In my daily work as a bankruptcy attorney, I constantly meet with new clients who have sold, spent, or borrowed against important assets in desperate attempts to keep their heads above water. This is usually a mistake.

Bankruptcy Protects Assets

If you are like most people, bankruptcy will protect all of your assets. First, Chapter 7 “straight bankruptcy” protects all “exempt” assets, so that a very high percentage of people who file under Chapter 7 keep everything they own.  Oddly enough, this is called a “no asset case” because the Trustee does not administer (= sells) any of the debtor’s assets.  Second, if you have assets which are worth more than the applicable “exempt” amounts provided by law, Chapter 13 “adjustment of debts” can almost always protect those “non-exempt” assets as well. And third, if you do have assets that are not “exempt,” with wise pre-bankruptcy planning with a knowledgeable bankruptcy attorney, those assets may be all the better protected once your bankruptcy case is filed.

Get Legal Advice BEFORE Wasting Your Assets

If you are considering spending, selling, or borrowing against any of your assets to pay your debts, do you know whether that asset is one which would be protected in bankruptcy?

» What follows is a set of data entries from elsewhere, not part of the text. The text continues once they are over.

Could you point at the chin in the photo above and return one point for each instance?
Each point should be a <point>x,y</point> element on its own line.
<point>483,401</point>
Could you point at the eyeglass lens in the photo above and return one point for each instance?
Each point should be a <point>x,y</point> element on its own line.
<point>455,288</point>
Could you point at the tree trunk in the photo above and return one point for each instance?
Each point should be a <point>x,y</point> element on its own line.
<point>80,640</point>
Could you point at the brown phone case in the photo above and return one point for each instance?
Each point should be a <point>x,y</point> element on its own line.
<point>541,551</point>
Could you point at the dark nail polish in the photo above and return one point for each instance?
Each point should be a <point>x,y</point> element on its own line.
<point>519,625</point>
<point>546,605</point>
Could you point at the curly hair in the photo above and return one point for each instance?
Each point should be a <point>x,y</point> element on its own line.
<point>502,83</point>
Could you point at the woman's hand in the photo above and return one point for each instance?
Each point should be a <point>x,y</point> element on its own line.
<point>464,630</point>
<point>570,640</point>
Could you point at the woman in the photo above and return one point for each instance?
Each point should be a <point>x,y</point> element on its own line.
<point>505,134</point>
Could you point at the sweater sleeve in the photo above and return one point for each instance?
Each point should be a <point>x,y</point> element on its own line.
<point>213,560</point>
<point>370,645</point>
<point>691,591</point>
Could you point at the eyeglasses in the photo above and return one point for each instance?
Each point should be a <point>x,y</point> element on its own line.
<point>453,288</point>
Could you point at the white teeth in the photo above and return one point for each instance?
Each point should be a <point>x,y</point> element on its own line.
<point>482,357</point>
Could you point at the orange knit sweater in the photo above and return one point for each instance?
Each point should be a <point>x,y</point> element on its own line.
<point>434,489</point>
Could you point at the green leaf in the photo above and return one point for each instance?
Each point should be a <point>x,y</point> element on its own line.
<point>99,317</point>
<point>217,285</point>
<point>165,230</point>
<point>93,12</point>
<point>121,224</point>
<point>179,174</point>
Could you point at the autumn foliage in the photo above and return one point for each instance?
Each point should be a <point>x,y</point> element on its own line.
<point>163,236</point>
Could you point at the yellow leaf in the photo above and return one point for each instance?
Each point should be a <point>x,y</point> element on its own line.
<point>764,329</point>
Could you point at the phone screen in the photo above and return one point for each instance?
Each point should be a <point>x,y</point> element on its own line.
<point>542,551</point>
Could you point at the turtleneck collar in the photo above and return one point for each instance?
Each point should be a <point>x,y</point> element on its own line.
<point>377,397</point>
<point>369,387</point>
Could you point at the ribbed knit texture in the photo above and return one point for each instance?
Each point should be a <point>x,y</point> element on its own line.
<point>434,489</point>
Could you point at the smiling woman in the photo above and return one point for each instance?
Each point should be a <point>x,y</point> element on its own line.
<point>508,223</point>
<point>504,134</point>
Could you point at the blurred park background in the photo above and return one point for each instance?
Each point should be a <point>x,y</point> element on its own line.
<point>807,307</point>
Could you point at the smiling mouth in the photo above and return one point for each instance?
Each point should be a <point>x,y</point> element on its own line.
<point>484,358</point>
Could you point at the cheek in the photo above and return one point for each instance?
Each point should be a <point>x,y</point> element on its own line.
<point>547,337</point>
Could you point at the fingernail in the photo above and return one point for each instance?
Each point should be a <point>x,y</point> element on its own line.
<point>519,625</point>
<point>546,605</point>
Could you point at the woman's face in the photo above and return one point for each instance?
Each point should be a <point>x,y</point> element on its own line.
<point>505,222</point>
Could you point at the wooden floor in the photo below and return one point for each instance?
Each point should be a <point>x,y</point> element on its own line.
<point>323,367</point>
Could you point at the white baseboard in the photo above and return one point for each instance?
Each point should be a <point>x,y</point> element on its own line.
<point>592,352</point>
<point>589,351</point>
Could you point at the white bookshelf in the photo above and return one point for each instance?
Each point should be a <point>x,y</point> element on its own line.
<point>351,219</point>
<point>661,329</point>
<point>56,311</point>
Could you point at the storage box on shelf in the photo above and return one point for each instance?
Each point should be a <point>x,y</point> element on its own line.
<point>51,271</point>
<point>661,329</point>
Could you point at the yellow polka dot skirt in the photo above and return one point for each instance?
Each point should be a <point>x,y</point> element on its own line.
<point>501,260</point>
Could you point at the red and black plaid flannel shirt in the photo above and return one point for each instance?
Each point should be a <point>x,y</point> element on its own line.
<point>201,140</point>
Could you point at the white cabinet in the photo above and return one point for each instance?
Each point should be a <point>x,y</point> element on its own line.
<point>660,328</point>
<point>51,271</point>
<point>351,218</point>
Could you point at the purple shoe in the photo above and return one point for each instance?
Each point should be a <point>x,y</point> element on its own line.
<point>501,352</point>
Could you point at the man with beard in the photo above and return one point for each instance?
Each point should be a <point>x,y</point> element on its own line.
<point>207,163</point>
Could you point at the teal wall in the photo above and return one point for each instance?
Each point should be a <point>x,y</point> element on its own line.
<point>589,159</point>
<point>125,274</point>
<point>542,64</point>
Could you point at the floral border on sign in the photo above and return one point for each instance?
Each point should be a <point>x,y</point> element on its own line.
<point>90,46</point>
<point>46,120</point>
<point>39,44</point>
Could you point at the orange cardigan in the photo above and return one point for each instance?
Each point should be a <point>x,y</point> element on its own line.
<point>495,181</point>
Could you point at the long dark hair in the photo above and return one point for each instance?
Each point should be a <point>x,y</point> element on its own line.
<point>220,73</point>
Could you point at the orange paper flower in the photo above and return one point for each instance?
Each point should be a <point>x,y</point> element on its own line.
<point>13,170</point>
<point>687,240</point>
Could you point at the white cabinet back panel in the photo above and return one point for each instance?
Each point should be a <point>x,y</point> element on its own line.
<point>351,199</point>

Consider a person in her late-50s cashing in a substantial amount of her 401(k) retirement plan to keep paying creditors when those creditors could be—and eventually are–written off in bankruptcy. That decision would likely significantly harm the quality of her retirement lifetime, with no tangible benefit to show for it.  Or consider a husband and wife selling a free-and-clear vehicle that’s in good condition to pay creditors that eventually are written off in bankruptcy.  Under certain circumstances, that vehicle may be exempted or a deal can be made with the trustee that allows you to keep the vehicle.

These kinds of decisions can have serious long-term consequences, so they shouldn’t be made without legal advice about the alternatives.